History Comes to Life With Film


By Carrie Moore, Custer County Chronicle
Wednesday, July 9, 2014

It’s not uncommon for people to wonder what their ancestors’ lives were like and what they did on a day-to-day basis. For Molly Cameron, that curiosity has been answered, thanks to her new movie, “Lakota Girls.”“Lakota Girls” is a full-length feature film written by Cameron and produced and directed by her and her husband, Russell. The film is about an 8-year-old girl from Pine Ridge, played by a 10-year-old Native American actress from Rapid City, and her connection with a white girl her own age.
“The Native American girl’s parents are in an accident, so her grandmother takes her to her friend’s house, a horse lady (played by Custer resident Ilona McDill), so she can visit her parents in the hospital,” Cameron said. “The girl is (apprehensive) since she believes white people are mean.”
While at the horse lady’s home, she introduces the young girl to her granddaughter, played by Cameron’s daughter, Clara. Once they get to know each other, she finds out that Clara is also Native American, introducing a 100-year flashback, featuring Cameron’s great-grandmother.While the flashback is just a few segments of the movie, it is a key part of the film, said Cameron.

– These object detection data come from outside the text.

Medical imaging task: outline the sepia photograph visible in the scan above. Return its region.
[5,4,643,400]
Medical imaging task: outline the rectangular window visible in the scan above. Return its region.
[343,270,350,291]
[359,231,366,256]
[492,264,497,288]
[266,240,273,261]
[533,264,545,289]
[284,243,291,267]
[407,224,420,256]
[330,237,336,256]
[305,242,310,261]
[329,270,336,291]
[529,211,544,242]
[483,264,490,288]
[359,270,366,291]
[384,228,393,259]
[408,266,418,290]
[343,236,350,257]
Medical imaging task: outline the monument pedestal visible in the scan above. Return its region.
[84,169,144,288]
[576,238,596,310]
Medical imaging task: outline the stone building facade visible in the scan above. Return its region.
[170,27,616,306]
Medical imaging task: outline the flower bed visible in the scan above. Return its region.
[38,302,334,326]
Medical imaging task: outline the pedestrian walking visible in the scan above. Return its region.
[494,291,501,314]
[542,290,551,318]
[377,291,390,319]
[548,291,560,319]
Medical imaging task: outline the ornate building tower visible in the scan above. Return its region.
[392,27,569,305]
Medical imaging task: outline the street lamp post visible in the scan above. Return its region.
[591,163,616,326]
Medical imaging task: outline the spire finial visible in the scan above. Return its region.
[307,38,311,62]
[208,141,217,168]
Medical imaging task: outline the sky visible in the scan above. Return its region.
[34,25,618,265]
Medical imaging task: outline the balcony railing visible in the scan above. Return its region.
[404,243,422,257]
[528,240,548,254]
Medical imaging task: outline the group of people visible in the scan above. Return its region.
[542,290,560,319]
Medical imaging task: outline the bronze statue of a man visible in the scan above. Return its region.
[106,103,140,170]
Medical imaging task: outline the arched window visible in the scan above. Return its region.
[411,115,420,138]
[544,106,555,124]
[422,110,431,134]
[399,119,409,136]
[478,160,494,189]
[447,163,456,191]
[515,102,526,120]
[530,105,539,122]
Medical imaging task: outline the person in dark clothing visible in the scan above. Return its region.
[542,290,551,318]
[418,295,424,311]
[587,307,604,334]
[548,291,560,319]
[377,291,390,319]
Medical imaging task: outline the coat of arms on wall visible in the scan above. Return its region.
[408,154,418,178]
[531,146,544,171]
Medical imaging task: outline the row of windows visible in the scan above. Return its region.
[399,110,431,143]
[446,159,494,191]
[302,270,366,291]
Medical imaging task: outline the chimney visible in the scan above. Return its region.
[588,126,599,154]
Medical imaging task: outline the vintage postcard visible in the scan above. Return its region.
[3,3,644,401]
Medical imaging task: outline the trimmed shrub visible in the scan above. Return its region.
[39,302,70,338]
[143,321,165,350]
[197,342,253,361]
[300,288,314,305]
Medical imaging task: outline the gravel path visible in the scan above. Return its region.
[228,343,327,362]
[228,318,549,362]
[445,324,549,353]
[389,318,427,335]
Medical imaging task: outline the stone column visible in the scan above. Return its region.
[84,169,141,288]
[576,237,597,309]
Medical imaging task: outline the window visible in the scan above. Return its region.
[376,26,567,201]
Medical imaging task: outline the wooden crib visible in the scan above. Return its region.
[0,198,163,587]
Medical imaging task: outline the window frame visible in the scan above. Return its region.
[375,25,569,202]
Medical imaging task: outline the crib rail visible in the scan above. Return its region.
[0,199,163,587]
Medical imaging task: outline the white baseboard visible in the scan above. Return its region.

“I really liked the story of my great-grandmother coming out here to South Dakota with her three sisters,” she said. “They got teaching degrees at the University of Indiana. There weren’t many teaching opportunities there, so they came to South Dakota.”
During the flashback scenes, Emylon (Cameron’s grandmother) comes to Rapid City from Indiana, where she teaches at a white school. She soon meets a handsome Native American man at the Sioux trading post and they become engaged and marry at Sylvan Lake.The scene filmed on Friday, June 27, at the Bank Coffee House in Custer was of Emylon talking to her older sister, Velma, about the man she met.“It’s crazy to see this story come to life,” Cameron said. “I had (this memory) in my mind, so it was very emotional to see it come to life.”Cameron has seen photographs of her great-grandmother in South Dakota, riding her horse to school with a shotgun on her arm for rattlesnakes. In her research, Cameron found her great-grandmother’s name in a census book. She also found her teaching contract from 1910.
“I found it fascinating, first of all, that their father sent them to college and second, they were brave enough to come out here and teach,” she said. “I’ve researched for about eight to 10 years, so it’s been interesting to understand what it might have been like for my great-grandmother to come out here.”
Another aspect of the film Cameron wanted to touch on was the portrayal of Native Americans.“I thought Native Americans are portrayed negatively in the movies and media. I wanted to show them as people, not poor Native Americans,” she said. “I thought it may be nicer to do that through little girls.”Cameron said she believes her daughter, Clara, 8, feels the spirits, which was where the idea for the story started.“She loves the things they believe, so that’s where I started,” she said. “This story addresses many issues. It gives a message that we are all the same with our differences and it doesn’t really matter.”
Cameron held an open casting call for Native American actors ages 3-60 in April. She cast 16 for the film. She also hired actresses from Indiana to portray her ancestors.“I wanted Native Americans to play Native Americans and Indiana girls playing Indiana girls,” she said.Playing Cameron’s great-grandmother is Alexa Raye, while Jessica Froelich portrays her sister. Both are from Indiana and have experience in films.“The guy who plays my great-grandmother’s fiancé, Sam Shoulder, is from Rapid City and he is amazing,” Cameron added. “I had tears in my eyes at the wedding scene. The chemistry between them is really amazing.”
The majority of the film was shot in South Dakota with some in Indiana. In South Dakota, filming took place at the Bank Coffee House in Custer, Sylvan Lake, Glen Erin School and other places in Custer State Park, Prairie Edge in Rapid City and other locations in Rapid City and the 1880 Train in Hill City. They also filmed at a Victorian house in Rapid City and had a 1923 touring car they borrowed from a gentleman in Spearfish.
The shoot will wrap in August, with months of editing afterwards.
“When it’s done we will submit it to film festivals and try to sell the film,” Cameron said. “Indie films like this do pretty well internationally. We were in Italy and Greece and told them about working on the film and they were all familiar with the Lakota.”
Jim Ankeny from Minneapolis helped with filming flashback scenes. Ankeny, a 1979 Custer High School graduate, owns Blue Earth Pictures and has over 30 years experience creating films.
“He has been so much help and a wealth of knowledge,” Cameron said. “He  is basically teaching us how to film well. We’re amazed by the footage we have so far.”Wendee Pettis, owner of Baby Doe Films in Hot Springs, helped with makeup and hair, as well as helping set scenes.Cameron can’t wait to share her story.
“It’s been fun to see and hear people’s reactions to the movie,” Cameron said. “I’m just really happy to be doing this and can’t wait to show Lakota Girls to the world.”